Un arrêté de circulation doit-il être transmis au contrôle de légalité ?

Non. Le 2° de l’article L2131-2 du code général des collectivités territoriales soumet à transmission les décisions réglementaires et individuelles prises par le maire dans l’exercice de son pouvoir de police, puis en exclut expressément celles qui sont relatives à la circulation et au stationnement. L’article L3131-2 écarte de la même façon celles du président du conseil départemental, et l’article L5211-3 étend le régime communal aux intercommunalités. La seule exception tient aux sanctions prises en application de l’article L2212-2-1, c’est-à-dire aux amendes administratives d’au plus 500 euros que le maire peut prononcer après mise en demeure : celles-là se transmettent. L’absence de transmission ne met pas l’acte à l’abri, puisque le préfet garde la faculté d’examiner spontanément sa légalité et de le déférer au tribunal administratif.

Le délai de 48 heures d’affichage avant les travaux est-il obligatoire ?

Il l’est là où un règlement de voirie communal le prévoit, et nulle part ailleurs : aucun texte national ne fixe de délai d’affichage préalable. Les chiffres pratiqués varient d’une commune à l’autre, et l’écart est large. Un arrêté de Bussy-Saint-Georges de juillet 2026 écrit que l’affichage se fera 48 heures avant le commencement des travaux, le règlement de voirie de Levallois demande 72 heures avec constat par la police municipale, Toulouse Métropole se contente de vingt-quatre heures pour la pose des panneaux, et Suresnes exige sept jours avant la neutralisation des places. Avant d’écrire un délai dans un arrêté, il faut donc ouvrir le règlement de voirie applicable. Le seul délai opposable reste celui de l’article R411-25 du code de la route : la mesure ne s’applique qu’une fois la signalisation posée, et un véhicule garé avant la pose des panneaux n’est pas en infraction.
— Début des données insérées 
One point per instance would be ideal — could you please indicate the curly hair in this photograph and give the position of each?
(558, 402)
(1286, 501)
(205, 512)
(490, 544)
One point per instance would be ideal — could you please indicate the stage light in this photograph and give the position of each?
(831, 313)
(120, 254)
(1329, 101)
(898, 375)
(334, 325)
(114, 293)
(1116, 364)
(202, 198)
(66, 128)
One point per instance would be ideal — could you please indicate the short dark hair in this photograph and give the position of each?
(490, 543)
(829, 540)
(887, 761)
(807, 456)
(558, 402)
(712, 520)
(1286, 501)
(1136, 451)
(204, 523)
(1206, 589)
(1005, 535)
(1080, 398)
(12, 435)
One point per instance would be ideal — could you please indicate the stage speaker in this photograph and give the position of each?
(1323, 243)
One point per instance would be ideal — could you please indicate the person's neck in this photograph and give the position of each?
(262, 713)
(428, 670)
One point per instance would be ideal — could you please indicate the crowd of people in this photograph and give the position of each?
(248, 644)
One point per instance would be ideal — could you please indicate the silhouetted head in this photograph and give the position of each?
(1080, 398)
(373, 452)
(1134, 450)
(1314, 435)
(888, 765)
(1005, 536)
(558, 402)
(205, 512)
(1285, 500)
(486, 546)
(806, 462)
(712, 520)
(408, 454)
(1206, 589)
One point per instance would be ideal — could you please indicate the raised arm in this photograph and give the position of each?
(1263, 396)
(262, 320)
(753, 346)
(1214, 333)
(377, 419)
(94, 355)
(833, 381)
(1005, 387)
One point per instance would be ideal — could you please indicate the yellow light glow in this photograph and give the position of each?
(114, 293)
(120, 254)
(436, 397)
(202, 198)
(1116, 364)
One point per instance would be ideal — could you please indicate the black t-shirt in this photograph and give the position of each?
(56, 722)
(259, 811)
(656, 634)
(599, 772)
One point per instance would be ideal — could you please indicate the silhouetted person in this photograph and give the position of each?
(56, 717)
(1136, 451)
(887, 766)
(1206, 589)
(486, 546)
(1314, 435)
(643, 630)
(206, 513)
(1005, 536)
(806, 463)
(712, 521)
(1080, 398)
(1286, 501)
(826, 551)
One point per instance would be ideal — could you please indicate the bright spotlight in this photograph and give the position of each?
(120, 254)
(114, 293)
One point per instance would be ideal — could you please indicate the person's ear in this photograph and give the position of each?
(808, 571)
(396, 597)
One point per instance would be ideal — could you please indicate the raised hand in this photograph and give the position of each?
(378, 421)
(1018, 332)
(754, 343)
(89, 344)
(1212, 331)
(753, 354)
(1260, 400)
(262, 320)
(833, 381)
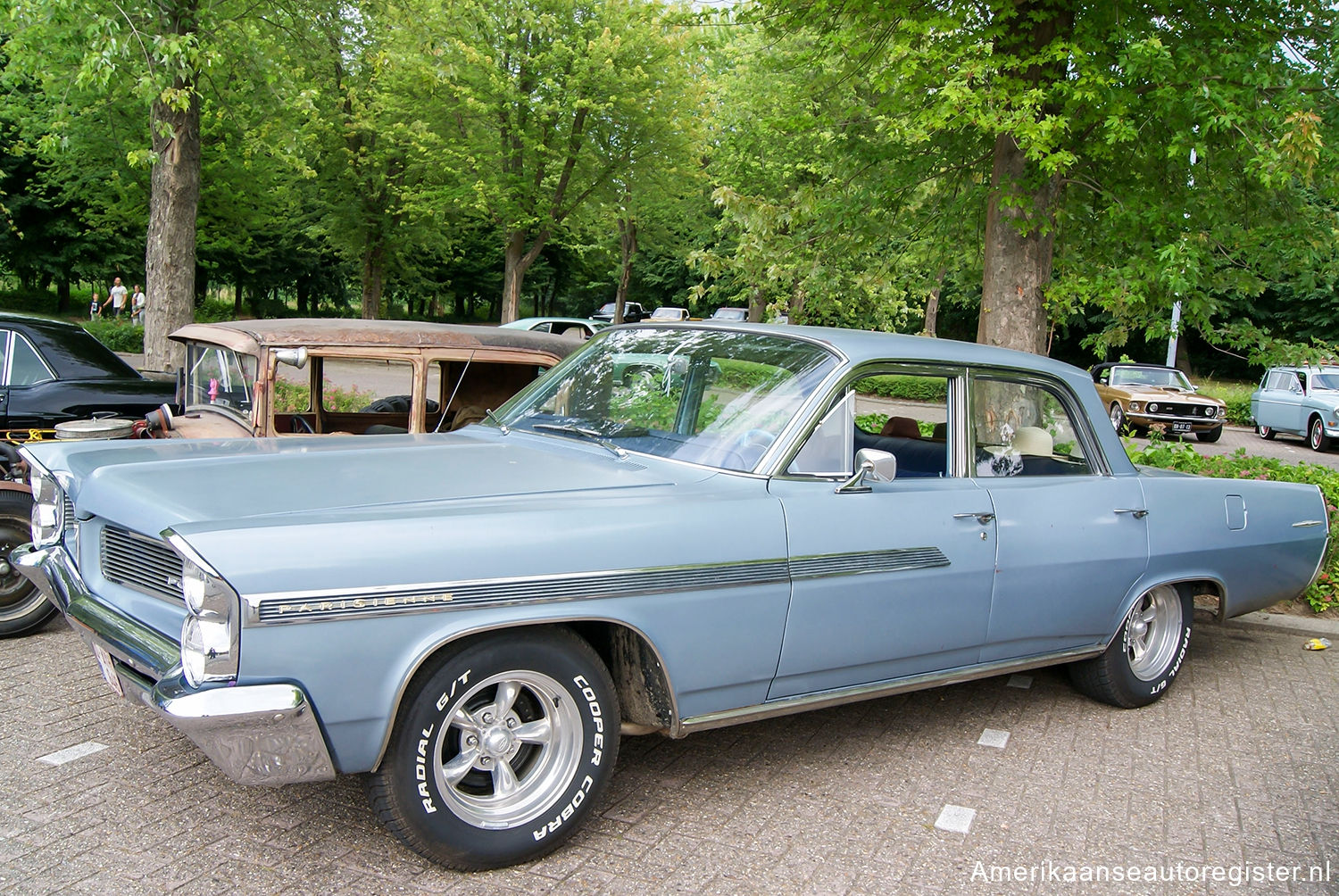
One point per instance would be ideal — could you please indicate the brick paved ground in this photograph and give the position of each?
(1239, 764)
La numérotation des arrêtés municipaux est-elle obligatoire ?

Aucun texte n’en fait une condition de validité. Ce que la loi impose, c’est l’inscription au registre : l’article L2122-29 prévoit que les arrêtés du maire ainsi que les actes de publication et de notification sont inscrits par ordre de date sur un registre tenu dans les conditions fixées par les articles R2122-7 et R2121-9. Ce registre est coté et paraphé par le maire, tenu sur papier permanent, à l’encre stable et neutre, tout collage y étant prohibé, et les feuillets mobiles sont reliés au plus tard en fin d’année, tous les cinq ans dans les communes de moins de 1 000 habitants. La tenue sur support numérique n’est admise qu’à titre complémentaire. En pratique, toutes les collectivités numérotent, parce qu’un numéro sert à viser l’acte qu’on proroge et à retrouver une pièce des années plus tard.

À partir de quelle date court le délai de recours de deux mois ?

De la publication pour un acte réglementaire, de la notification pour une décision individuelle, comme le dit l’article R421-1 du code de justice administrative. Un arrêté de circulation publié en ligne fait donc courir le délai à compter de sa date de mise en ligne, que l’article R2131-1 oblige à faire figurer sur la version publiée. Pour une décision individuelle, l’article R421-5 ajoute que les délais ne sont opposables que s’ils ont été mentionnés, avec les voies de recours, dans la notification ; à défaut, la décision du Conseil d’État Czabaj du 13 juillet 2016 limite néanmoins la contestation à un délai raisonnable d’un an. Un recours gracieux formé dans les deux mois interrompt le délai, qui repart pour deux mois à compter du rejet. Enfin, quand l’urgence a permis de rendre l’acte exécutoire par simple affichage, seule la publication normalement requise fait courir le délai contentieux.